Wenn ich aber noch einmal auf die Einrichtung zu sprechen kommen darf: Hier ein Under The Shadow-Toilettentisch in persischem Postrevolutions-Stil. Dessen Spiegel bildet auf den ersten Blick sehr getreu ab – aber wenn Sie länger hineinschauen, werden Sie zunehmend phantastische Verzerrungen erkennen. Finde
Sie nicht auch: Ein schönes Stück, in dem morgen- und abendländische Traditionen sich auf wohlüberlegte Weise die Hand reichen.
Und der dicht (wenn auch mit kleinen Makeln) gewebte Deep In The Wood-Überwurf auf dem Bett verleugnet seine Herkunft aus kalten Dolomiten-Regionen nicht. Dort ist man ja gewohnt, manch Schandfleck zuzudecken. Spüren Sie einmal – man würde kaum meinen, dass sich aus solch einer fadenscheinigen Wolle solch eine feine Textur
gewinnen lässt.
Wollen Sie einen kurzen Blick ins Kinderzimmer werfen? Gerne.
Wie Sie sehen – alles sehr hell, freundlich, kindgerecht. Das von selbst wippende Schaukelpferd muss Sie nicht weiter stören.

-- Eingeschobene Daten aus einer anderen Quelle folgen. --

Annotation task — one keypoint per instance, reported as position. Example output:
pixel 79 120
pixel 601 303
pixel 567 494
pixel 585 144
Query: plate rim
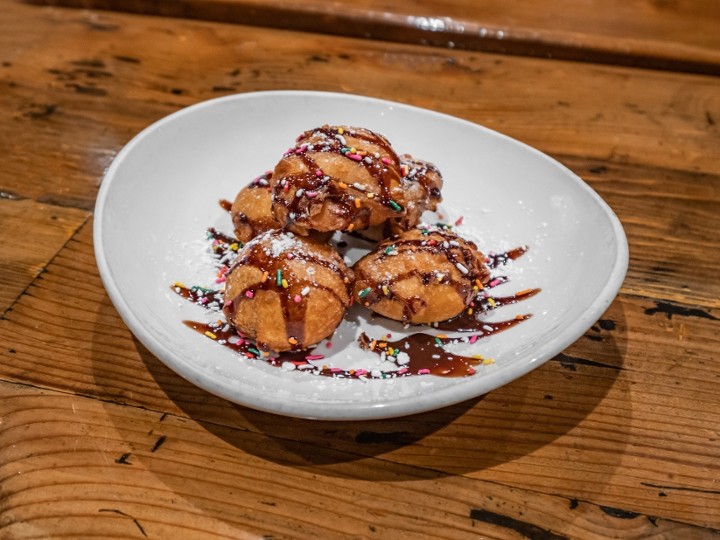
pixel 329 410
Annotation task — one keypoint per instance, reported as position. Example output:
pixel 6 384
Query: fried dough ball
pixel 287 292
pixel 423 275
pixel 251 211
pixel 338 178
pixel 422 185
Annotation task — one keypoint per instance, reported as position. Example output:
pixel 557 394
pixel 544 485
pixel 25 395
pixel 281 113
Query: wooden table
pixel 618 436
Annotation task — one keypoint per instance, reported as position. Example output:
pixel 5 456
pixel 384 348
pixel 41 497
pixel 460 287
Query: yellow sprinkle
pixel 523 292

Einen weiteren Raum auf diesem Stockwerk würde ich Ihnen gerne noch... Nein! Bitte! Nicht diese Tür.
Dahinter verbirgt sich ein weiteres Badezimmer. Wirklich – dazu frühestens, wenn Sie wirklich alle Vorzüge und Annehmlichkeiten des Anwesens kennengelernt haben.
Jene Tür dort, mit dem giftgelben »Keep Out!«-Schild mit den böse grinsenden Totenköpfen, hinter welcher der unangenehme Geruch hervordringt. Da hinein bitte.
Wir befinden uns hier im zweiten Kinderzim... oh, Verzeihung, selbstverständlich: Nicht kinderzimmer. Das ist das Domizil der jungen Herrschaften, da legen sie Wert darauf.
Das hat sich seit Erbauung des Hauses relativ unverändert gehalten. Haben Sie Teenager daheim? Dann dürfte Ihnen das – auch olfaktorisch – ohnehin bekannt vorkommen. Vermeiden Sie, auf die leeren Axe-Spraydosen am Boden zu treten.
Wenn es Sie interessiert: Unter den
obligatorischen Postern von Slipknot und Tarantino scheint eine historische, einst heißgeliebte Cowboy & Indianer-Tapete durch. Die Video-Sammlung dort unter dem Fernseher ist leider etwas einseitig und überschaubar – ich vermag, nebenbei bemerkt, nicht zu sagen, ob die jungen Herrschaften die filmhistorische Allwissenheit ihres Idols ahnen, geschweige teilen, oder daran überhaupt interessiert sind...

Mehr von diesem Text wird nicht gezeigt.